言夙却是浑然不惧,比蒋洋凶还比蒋洋有能力的人或者兽类,言夙都不知道刚过多少,不至于到蒋洋这里就畏首畏尾了。
不过蒋洋这么瘫着,言夙也懒得再打他了。
而与蒋洋一起来的几个本家兄弟他们其实也只是碍于情面来帮忙看着这一幕,几个人也是面面相觑。
他们看着也真的只是掸了掸,露在外面的皮肤都没红一下。蒋洋可跟他们这些每天下地的汉子们不同,皮肤虽然不比小娘子们的较弱白皙,但也不至于挨了打都看不出痕迹。
看不出来就是因为没用力!
一时之间看蒋洋这惨兮兮的样子,都不免想他这也太没用了还真不是个男人,这么碰一下就疼成这样?
言夙手里竹枝有一下没一下的甩着,看着蒋洋道:以后再说什么男人都打媳妇的话,我可真就打你了。
我们家好好几个孩子呢,以后要是都说男人打媳妇,我家孩子怎么娶亲?
尽管言夙说的一本正经,但周围的落花村村民还是哄然大笑起来。
言夙:,这有什么好笑的?
就连沈飞玹都觉得颇有些头疼,言夙怎么好好地说这么一句?前面那些话不还是说的都很犀利还站得住脚吗?
当然,也不能说言夙这话有设么不对,他有俩儿子这是整个村子都知道的事实。
可问题是大儿子那还没七岁呢。
即便是农家孩子定亲早,那也还有七八年的功夫才议亲。
所以说是为了自家儿子考虑,还不如说是为了他自己。

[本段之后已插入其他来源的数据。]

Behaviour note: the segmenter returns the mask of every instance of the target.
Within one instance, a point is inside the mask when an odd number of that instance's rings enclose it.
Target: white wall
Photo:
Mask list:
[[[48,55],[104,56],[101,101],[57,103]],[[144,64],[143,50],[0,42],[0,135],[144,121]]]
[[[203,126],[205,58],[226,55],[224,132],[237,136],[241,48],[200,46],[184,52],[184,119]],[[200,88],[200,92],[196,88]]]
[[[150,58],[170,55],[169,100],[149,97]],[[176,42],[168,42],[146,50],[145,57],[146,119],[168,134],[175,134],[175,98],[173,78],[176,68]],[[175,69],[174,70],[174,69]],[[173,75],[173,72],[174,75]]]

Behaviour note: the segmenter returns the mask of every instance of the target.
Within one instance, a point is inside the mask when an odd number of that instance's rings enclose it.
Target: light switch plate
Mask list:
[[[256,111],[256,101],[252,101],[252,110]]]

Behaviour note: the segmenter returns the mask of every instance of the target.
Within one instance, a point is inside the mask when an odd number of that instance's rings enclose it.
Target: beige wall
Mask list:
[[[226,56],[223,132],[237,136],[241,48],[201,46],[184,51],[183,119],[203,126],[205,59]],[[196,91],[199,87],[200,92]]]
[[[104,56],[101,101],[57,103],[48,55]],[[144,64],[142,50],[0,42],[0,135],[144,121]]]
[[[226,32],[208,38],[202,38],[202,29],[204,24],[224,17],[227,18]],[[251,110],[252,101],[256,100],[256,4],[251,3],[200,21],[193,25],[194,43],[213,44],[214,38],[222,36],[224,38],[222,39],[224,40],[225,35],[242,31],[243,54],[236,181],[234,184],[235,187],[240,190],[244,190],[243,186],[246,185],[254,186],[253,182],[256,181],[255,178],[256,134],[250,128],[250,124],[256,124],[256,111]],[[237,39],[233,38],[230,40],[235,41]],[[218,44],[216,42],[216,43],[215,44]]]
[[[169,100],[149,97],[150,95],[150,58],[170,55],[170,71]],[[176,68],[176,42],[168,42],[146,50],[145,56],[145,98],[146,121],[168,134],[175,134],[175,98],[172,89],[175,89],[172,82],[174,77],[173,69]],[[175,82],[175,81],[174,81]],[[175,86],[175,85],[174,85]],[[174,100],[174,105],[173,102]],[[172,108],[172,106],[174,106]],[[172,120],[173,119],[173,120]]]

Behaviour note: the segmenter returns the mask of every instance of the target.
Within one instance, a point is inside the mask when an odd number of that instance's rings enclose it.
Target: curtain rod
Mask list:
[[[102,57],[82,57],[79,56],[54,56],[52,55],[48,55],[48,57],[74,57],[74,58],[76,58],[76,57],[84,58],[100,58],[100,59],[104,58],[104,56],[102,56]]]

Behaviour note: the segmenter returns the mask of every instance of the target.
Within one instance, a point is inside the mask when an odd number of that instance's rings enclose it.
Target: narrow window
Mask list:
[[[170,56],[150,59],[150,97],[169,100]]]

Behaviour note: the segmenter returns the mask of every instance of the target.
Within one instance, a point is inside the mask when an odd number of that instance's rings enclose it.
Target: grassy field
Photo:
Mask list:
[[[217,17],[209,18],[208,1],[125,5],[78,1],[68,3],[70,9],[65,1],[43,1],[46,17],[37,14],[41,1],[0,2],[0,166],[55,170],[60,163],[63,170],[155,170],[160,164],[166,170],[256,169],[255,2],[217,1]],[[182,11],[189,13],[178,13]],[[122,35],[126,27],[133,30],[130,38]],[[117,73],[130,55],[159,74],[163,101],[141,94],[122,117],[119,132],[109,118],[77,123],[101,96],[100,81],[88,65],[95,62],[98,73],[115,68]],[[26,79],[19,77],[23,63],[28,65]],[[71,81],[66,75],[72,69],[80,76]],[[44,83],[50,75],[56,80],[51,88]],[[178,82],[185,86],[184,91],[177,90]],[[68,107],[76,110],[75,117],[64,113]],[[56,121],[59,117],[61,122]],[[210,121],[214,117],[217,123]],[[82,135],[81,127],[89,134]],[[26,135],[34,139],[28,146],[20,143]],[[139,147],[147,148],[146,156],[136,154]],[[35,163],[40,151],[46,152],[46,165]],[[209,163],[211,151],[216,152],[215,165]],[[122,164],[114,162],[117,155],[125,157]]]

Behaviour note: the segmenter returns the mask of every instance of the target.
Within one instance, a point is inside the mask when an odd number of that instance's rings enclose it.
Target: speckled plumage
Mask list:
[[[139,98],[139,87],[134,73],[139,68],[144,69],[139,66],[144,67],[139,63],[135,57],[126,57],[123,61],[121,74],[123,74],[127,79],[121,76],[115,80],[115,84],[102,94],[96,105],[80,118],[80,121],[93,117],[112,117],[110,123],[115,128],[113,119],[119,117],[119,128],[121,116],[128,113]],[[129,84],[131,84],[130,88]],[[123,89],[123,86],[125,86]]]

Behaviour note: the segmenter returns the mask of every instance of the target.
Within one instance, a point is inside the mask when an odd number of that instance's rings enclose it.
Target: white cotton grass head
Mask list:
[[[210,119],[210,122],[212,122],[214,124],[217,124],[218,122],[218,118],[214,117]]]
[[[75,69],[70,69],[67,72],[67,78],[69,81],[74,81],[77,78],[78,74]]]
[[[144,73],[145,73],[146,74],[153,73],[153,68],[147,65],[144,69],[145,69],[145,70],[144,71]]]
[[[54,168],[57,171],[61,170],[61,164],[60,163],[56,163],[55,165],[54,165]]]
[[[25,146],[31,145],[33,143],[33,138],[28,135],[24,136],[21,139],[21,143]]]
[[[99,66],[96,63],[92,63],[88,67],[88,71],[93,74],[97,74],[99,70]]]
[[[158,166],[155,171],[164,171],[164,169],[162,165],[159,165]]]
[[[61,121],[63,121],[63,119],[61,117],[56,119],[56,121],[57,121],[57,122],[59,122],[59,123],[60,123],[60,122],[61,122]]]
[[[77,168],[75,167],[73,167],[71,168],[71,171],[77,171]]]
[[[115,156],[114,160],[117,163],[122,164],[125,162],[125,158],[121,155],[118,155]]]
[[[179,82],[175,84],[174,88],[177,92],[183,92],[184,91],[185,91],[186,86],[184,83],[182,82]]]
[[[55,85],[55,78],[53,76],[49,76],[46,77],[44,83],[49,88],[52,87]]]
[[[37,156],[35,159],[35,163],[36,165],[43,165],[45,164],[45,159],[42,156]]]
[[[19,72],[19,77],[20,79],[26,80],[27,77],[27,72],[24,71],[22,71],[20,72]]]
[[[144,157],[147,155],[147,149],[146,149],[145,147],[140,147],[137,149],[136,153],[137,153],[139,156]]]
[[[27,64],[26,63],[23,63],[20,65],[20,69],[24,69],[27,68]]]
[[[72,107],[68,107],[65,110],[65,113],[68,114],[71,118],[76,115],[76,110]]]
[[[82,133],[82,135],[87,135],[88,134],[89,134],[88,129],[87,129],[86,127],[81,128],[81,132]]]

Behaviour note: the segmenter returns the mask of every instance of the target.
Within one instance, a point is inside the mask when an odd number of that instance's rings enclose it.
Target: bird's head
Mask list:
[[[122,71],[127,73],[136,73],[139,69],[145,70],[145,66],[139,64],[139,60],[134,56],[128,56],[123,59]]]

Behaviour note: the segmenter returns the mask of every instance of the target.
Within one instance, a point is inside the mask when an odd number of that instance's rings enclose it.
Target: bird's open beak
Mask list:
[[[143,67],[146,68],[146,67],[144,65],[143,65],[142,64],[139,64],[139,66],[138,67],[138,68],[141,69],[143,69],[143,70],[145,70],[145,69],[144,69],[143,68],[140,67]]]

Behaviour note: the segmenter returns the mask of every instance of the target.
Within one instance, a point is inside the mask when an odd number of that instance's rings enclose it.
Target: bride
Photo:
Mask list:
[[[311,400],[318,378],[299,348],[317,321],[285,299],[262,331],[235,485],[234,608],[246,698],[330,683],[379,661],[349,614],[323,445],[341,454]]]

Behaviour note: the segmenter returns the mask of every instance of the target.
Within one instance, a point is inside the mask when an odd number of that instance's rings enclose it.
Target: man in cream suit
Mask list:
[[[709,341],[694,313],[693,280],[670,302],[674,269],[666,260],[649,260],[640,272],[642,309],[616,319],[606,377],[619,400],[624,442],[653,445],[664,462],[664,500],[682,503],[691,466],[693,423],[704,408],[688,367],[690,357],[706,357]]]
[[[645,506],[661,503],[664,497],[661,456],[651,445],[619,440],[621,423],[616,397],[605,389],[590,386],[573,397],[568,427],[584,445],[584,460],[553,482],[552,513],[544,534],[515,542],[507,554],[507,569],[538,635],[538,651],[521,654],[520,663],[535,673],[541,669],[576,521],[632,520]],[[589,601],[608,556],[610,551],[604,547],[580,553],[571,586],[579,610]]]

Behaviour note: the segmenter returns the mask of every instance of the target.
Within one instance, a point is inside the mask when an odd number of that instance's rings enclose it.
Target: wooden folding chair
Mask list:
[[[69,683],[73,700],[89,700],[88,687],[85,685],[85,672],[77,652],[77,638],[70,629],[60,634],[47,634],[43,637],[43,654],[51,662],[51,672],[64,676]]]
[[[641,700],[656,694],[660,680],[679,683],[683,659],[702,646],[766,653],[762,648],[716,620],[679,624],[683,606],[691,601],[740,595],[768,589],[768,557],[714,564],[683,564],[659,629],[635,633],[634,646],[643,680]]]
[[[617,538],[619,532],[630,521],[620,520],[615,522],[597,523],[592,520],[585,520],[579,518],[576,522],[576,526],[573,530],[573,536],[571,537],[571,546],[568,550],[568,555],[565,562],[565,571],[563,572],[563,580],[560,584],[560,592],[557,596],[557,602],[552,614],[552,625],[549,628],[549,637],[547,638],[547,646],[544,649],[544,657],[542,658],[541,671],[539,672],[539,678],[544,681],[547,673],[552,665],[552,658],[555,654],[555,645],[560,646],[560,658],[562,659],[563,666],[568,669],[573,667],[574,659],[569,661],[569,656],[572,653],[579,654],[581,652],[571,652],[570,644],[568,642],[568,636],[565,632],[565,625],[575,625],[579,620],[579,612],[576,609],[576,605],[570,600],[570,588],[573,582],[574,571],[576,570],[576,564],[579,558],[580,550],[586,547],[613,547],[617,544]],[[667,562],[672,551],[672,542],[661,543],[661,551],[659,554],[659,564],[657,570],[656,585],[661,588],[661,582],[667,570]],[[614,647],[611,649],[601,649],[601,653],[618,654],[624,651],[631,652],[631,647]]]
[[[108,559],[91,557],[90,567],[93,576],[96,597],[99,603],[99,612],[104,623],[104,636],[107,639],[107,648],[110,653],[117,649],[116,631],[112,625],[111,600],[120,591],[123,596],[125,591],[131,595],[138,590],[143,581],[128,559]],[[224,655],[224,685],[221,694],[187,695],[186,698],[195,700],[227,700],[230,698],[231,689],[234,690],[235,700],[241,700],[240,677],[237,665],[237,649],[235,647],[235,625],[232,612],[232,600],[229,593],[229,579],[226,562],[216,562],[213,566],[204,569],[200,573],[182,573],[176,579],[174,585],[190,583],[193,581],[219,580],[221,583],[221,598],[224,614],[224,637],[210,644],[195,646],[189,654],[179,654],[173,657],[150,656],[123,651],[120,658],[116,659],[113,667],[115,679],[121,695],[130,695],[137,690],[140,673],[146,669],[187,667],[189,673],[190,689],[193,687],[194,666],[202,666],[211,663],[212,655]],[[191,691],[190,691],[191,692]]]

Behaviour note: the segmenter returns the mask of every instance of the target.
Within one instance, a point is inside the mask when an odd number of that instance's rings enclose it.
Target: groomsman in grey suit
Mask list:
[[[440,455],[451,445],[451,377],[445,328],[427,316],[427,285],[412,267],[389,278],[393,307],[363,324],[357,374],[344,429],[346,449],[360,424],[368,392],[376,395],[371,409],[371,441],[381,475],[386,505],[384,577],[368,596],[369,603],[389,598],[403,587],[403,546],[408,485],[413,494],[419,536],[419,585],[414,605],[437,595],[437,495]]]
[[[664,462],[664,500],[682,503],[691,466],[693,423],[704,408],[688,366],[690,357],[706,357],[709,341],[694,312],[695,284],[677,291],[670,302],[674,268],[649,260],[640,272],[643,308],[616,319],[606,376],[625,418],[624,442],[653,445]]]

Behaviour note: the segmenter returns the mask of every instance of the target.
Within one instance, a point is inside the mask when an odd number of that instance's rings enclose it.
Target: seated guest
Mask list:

扯着孩子当遮羞布,这群村民这才笑了起来。
当然,也因为这一句话,一时让言夙打蒋洋的理由更多添了几分可信度。
而笑过的村民也反应过来,他们家中或是子侄或是亲朋,也有快要议亲的存在,这蒋洋的话要是传出去,即便他不是落花村的人,但以后以讹传讹谁知道会成什么样?
到时候他们村的小子,可还怎么娶妻?
而有些真心心疼自家闺女的汉子们也想到,这件事情若是不处理好,或许他们的女儿嫁出去,就会成为下一个沈梨。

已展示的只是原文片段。